1人でも大丈夫。
あなたが居ても居なくても変わりはない。
そんなのは嘘。
「終わりにしよう、俺たち。」
突然告げられた言葉。
最後までカッコイイ女でいたい、そんな強がりを盛大に発揮した私は泣きもしなかった。
好きで、好きで好きで、愛している慶彦が離れていく。
心底呆れたように目も合わせずに、離れていく。
*
あれから、何日たったかなんて、覚えていない。
だけど、暗く苦しい夜を何度越えたかは覚えている。
日常で当たり前にいた慶彦の姿が居なくて。
幻覚さえ感じてしまって、朝起きたらだいたい睫が濡れていた。
頭を押すように撫でる慶彦の手のひらの感触は、いつも撫でてくれていた場所が覚えていた。

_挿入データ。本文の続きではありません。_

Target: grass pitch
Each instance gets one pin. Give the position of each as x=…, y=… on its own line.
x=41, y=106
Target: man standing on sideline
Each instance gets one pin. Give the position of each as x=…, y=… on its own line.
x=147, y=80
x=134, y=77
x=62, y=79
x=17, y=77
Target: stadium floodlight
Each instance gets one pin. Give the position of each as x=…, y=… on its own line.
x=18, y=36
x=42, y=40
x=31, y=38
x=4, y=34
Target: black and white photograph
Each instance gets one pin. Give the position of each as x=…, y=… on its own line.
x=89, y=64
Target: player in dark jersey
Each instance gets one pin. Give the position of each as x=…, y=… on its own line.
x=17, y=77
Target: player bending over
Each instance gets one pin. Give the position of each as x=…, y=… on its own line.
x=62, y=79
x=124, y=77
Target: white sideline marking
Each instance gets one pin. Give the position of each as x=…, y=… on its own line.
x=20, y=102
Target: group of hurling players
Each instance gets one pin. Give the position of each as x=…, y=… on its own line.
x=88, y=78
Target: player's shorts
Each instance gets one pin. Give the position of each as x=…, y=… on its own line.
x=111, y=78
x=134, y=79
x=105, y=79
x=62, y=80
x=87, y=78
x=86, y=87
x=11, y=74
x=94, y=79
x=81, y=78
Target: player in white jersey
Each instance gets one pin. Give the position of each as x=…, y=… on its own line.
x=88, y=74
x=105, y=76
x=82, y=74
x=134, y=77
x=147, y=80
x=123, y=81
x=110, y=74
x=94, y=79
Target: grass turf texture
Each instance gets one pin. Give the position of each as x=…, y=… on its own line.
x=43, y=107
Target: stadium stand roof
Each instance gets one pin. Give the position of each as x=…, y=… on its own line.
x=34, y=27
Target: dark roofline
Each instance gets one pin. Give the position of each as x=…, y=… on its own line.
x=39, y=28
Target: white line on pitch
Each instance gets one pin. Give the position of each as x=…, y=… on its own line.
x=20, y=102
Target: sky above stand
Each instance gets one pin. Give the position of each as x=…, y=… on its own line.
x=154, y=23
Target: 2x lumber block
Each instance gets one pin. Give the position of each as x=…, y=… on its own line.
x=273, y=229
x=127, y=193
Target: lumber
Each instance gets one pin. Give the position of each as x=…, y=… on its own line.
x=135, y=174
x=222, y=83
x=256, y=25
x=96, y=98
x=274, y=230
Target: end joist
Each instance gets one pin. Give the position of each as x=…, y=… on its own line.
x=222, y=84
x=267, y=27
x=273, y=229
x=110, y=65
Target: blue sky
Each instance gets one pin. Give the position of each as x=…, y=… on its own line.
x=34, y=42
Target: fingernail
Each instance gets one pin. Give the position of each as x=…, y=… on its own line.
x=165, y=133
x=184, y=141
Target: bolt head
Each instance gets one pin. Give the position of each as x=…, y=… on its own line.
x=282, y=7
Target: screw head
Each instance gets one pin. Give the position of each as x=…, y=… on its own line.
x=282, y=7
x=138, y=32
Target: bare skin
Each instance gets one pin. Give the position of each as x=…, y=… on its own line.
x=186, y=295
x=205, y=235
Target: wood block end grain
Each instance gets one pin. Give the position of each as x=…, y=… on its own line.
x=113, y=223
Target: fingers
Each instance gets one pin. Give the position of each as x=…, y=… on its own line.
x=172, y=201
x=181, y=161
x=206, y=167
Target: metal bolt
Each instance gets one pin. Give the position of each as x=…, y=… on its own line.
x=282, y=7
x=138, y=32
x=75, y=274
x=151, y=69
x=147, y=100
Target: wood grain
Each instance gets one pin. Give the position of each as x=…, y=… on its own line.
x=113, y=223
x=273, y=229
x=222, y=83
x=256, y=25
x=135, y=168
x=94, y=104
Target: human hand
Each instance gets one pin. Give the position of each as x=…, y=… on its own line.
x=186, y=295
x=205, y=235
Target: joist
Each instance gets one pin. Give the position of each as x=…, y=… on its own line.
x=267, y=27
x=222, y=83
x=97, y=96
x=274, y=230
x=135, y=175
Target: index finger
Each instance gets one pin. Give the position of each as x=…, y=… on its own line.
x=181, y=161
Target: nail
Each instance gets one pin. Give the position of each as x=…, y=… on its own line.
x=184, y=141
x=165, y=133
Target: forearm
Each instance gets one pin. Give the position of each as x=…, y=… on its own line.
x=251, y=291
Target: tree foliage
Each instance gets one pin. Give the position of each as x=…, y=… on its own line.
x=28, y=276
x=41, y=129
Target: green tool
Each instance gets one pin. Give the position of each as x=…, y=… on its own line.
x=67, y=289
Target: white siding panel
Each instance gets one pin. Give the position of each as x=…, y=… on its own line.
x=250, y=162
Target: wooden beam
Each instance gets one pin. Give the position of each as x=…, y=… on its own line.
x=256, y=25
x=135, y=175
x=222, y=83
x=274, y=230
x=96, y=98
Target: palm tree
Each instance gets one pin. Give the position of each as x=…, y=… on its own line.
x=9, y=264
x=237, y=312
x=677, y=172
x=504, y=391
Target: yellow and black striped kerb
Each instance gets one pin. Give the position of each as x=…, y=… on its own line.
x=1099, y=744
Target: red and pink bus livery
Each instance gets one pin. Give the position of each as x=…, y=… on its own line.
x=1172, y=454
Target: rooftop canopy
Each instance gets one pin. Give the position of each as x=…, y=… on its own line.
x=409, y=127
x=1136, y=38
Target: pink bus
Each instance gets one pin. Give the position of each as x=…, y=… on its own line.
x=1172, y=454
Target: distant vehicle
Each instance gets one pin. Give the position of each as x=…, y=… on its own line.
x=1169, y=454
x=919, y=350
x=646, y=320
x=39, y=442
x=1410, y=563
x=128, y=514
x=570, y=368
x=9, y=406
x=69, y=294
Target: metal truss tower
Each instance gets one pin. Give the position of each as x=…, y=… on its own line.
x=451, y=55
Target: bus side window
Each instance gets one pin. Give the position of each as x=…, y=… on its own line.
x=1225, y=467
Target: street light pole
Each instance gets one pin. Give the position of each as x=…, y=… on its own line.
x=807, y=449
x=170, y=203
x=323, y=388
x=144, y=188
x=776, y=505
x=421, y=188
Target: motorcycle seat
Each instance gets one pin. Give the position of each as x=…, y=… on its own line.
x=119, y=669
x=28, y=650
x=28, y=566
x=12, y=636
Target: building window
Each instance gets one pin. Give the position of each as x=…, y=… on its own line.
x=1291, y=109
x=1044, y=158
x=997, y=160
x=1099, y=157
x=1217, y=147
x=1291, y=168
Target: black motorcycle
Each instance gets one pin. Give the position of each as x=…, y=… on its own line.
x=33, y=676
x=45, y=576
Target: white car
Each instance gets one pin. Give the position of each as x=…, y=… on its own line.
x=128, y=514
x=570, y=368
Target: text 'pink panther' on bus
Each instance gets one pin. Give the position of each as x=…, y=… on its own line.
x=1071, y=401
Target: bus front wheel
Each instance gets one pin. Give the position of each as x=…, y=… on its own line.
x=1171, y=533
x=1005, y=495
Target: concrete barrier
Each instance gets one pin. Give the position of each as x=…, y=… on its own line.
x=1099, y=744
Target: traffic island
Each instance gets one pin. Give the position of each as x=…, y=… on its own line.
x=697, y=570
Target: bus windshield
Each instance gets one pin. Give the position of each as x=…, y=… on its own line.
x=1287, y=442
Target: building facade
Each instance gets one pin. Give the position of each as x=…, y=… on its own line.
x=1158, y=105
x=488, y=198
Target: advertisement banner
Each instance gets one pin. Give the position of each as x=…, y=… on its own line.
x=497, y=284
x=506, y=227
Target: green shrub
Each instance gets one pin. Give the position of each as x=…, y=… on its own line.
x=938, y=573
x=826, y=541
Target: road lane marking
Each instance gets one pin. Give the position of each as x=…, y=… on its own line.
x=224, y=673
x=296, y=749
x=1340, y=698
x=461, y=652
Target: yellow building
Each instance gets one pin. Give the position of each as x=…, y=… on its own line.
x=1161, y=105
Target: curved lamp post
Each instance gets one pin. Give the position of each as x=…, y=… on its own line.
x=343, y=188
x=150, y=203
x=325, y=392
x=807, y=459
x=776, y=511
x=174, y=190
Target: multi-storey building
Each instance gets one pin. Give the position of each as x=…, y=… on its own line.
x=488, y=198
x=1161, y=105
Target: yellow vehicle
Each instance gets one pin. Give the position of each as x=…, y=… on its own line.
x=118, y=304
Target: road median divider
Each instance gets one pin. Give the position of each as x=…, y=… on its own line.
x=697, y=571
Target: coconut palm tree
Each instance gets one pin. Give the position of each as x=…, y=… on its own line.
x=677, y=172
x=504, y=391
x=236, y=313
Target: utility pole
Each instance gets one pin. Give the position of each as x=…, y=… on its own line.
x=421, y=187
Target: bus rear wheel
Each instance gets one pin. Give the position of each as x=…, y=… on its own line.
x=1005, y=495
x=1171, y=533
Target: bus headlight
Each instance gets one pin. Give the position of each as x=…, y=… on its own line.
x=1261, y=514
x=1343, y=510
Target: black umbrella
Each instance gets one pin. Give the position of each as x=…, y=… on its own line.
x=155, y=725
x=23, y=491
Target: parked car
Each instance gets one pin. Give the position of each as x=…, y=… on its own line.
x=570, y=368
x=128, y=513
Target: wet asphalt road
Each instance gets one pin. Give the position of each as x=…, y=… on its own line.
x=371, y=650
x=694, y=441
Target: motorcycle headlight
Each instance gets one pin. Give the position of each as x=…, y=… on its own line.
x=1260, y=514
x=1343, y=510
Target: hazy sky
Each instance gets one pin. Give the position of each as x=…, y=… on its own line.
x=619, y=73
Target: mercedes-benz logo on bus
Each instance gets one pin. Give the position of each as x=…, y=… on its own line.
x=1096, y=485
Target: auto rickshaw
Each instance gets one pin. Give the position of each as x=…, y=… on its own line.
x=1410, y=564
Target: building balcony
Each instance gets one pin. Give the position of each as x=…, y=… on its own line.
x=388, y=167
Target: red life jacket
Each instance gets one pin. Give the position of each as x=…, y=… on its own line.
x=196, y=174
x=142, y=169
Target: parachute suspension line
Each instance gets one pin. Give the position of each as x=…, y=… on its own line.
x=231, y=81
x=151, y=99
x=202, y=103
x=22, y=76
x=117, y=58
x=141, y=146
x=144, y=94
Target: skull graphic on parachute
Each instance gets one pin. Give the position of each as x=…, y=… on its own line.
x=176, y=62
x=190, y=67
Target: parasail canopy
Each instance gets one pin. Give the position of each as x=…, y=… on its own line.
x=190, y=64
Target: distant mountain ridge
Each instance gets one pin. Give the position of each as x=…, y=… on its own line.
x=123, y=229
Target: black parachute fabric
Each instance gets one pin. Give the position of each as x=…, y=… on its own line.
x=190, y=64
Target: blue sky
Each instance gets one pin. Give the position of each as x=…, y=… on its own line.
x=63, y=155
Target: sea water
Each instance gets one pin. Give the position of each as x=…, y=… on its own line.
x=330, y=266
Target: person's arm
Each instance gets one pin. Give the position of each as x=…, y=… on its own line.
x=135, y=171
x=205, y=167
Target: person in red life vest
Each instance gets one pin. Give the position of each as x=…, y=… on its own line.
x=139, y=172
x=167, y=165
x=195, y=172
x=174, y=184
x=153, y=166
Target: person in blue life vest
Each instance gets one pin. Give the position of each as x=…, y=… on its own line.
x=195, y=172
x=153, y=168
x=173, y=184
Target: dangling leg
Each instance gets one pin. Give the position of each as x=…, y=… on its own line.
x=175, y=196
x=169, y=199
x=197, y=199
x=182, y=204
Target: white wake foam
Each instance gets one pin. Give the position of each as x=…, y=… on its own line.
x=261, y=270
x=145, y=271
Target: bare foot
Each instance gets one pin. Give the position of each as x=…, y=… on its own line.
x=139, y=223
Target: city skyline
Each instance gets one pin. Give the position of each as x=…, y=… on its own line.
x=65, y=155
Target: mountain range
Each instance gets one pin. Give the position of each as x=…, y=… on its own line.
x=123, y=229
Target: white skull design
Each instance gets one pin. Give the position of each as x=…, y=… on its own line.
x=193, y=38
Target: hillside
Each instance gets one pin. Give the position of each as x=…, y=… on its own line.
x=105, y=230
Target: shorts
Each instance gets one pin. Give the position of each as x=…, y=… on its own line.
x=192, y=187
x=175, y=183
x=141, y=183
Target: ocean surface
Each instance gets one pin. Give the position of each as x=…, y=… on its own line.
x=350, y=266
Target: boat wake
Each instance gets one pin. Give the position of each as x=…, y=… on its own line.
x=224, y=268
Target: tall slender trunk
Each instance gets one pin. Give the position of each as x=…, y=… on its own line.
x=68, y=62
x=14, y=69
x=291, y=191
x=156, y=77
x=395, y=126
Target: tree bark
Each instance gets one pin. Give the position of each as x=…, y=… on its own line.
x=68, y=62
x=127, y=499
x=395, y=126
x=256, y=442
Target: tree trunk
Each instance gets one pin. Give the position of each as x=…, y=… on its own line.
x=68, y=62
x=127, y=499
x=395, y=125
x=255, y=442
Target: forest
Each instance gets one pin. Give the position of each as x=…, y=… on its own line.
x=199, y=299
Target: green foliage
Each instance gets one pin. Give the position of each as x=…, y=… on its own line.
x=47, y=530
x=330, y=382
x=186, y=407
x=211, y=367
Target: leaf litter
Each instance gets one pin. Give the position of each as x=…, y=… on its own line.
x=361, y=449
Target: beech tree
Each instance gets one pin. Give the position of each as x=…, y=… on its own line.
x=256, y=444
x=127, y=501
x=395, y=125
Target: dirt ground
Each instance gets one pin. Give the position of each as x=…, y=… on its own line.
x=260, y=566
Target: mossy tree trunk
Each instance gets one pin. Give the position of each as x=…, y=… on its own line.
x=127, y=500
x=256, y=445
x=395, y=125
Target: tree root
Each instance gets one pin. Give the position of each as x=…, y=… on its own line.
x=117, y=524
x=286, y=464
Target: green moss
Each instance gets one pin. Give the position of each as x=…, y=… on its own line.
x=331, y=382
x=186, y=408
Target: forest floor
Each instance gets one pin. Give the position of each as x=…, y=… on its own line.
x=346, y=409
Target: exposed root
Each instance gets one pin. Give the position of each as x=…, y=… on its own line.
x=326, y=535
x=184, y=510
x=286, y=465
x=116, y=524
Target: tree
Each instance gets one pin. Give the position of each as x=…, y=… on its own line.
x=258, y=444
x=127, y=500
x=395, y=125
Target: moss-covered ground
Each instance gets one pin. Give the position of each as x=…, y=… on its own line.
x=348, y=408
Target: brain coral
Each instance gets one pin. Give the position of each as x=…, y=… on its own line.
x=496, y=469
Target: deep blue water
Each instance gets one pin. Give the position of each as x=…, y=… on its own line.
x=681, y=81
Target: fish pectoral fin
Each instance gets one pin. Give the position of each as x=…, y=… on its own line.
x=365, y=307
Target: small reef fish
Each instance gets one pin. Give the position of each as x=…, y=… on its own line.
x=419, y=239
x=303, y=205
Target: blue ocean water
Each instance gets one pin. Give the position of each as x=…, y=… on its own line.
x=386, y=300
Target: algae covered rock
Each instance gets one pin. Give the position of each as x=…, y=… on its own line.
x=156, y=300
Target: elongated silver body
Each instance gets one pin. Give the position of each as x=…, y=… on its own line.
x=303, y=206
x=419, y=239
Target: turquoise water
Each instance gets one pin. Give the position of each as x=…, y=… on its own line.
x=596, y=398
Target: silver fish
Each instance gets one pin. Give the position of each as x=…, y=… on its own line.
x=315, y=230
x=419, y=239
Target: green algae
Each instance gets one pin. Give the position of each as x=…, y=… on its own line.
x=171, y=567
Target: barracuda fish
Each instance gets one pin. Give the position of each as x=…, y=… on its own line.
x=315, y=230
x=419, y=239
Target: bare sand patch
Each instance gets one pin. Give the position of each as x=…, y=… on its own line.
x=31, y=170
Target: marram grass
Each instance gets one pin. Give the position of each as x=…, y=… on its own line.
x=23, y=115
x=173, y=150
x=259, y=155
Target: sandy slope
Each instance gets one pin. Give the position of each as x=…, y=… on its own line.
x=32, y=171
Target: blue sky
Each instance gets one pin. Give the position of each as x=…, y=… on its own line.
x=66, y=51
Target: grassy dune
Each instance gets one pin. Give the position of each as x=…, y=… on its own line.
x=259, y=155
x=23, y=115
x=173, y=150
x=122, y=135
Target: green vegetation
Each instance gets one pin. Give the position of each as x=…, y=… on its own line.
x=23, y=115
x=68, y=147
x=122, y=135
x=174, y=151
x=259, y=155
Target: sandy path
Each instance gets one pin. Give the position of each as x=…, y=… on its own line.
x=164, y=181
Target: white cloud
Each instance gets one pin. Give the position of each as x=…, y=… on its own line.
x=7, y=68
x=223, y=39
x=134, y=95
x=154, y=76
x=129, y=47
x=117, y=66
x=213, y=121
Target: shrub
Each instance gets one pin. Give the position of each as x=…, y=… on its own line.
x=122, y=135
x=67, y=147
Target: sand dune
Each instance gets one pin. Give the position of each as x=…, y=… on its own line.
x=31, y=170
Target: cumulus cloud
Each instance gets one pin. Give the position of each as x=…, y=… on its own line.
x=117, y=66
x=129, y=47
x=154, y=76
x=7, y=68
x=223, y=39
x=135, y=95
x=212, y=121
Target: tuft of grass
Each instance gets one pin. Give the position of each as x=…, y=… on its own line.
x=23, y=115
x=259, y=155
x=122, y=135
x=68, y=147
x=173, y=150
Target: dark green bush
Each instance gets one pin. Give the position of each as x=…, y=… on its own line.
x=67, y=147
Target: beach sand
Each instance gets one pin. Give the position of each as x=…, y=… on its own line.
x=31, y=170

私も大人だし、それなりの恋をしてきたから、別れがいつかあることくらい知っている。
だから、辛くない。そう思っていたのに、
知ってしまった。
人生で一番好きな人は慶彦だったということ。
あぁこれが、そうなんだね。
失ってからしか気付けないなんて、人間の機能はどうかしてる。
普通な日常。
慶彦と付き合う前に戻っただけ。
それなのに、一度覚えてしまった慶彦の纏う、ゆるくて、自由で、ふんわり漂う微かな暖かさとか、そんな独特な雰囲気に触れられないことが物足りなく感じる。
好きなんだ。今でも。
思い出が、幸せすぎる。
慶彦が視界に入ると、胸が潰れそうだ。
職業上、別れてからも慶彦とは関わる。
「空?大丈夫?」
ぐっと眉をよせる私に、慶彦が聞いてくる。
彼氏でもない、ましてや私のこと好きじゃないような人が、心配そうな顔をしてくる。
涙が、とうとう溢れた。
あぁもう、出るな。
そう思っても、ぱたぱたと頬をつたう。
「空…?」
やめて、やめて、どっかいけ、慶彦。
そんな願いと裏腹に、慶彦はゆっくりと近付いて、私の頭に手を伸ばす。
ぽん、と私の頭にのった慶彦の手のひらは、押すように撫でる。あの頃と同じ。
せっかく、せっかく少しずつ忘れていたこの感触はまた、私に刻まれた。
「空、どした?」
…優しくなんて、しないで。
「そんな気ないくせに、優しくしないでよ…!」
泣きじゃくりながら、叫ぶ私はガキで、バカで、だけど、悔しくて。
なんで、なんで私は動けないの?
「忘れようと、してるのに……」
喉が熱い。振り絞る声は、慶彦まで届いただろうか。
消えない過去が、苦しくて苦しくて、忘れなきゃ前に進めそうもなくて、前に進みたいから、忘れようとしてるのに。
困った様子の慶彦は、手を離し、行方を失ったその手は自分の頭をかいた。
「…空。大好きだった。」
そんなこと、言わないで。
お願い、やめて。
そうやって慶彦はまた私を1人動けないままおいていくんでしょう。
あなたのその「好き」というたった2文字で、私はもうきっと、進むことが出来ない。
今、慶彦が私のことをもう好きじゃないとしても。
出会わなければ良かった。
好きになりたくなかった。
だって意味がない。
得たものがない。
なのに失ったようなこの感じは一体なんなんだろう。
「ごめん。」
あぁ、面倒臭そうな顔。被害妄想かな。
口先だけの言葉。すべてが悪く見える。
心が、ない。
どうせなら、嫌いにならせて。
そんな願いからだろうか。
慶彦が悪い人みたいだ。
止まらない涙をとめたくて、一度冷静になってみる。
ごしごしと目を擦って、目も合わせずに私の口をついて出た言葉は、心無いものだった。
「だいきらい」
そう、これも嘘。
本当は私まだ慶彦が好き。忘れられない。
あとどれだけ涙を流したら、この恋に決着がつくのだろうか。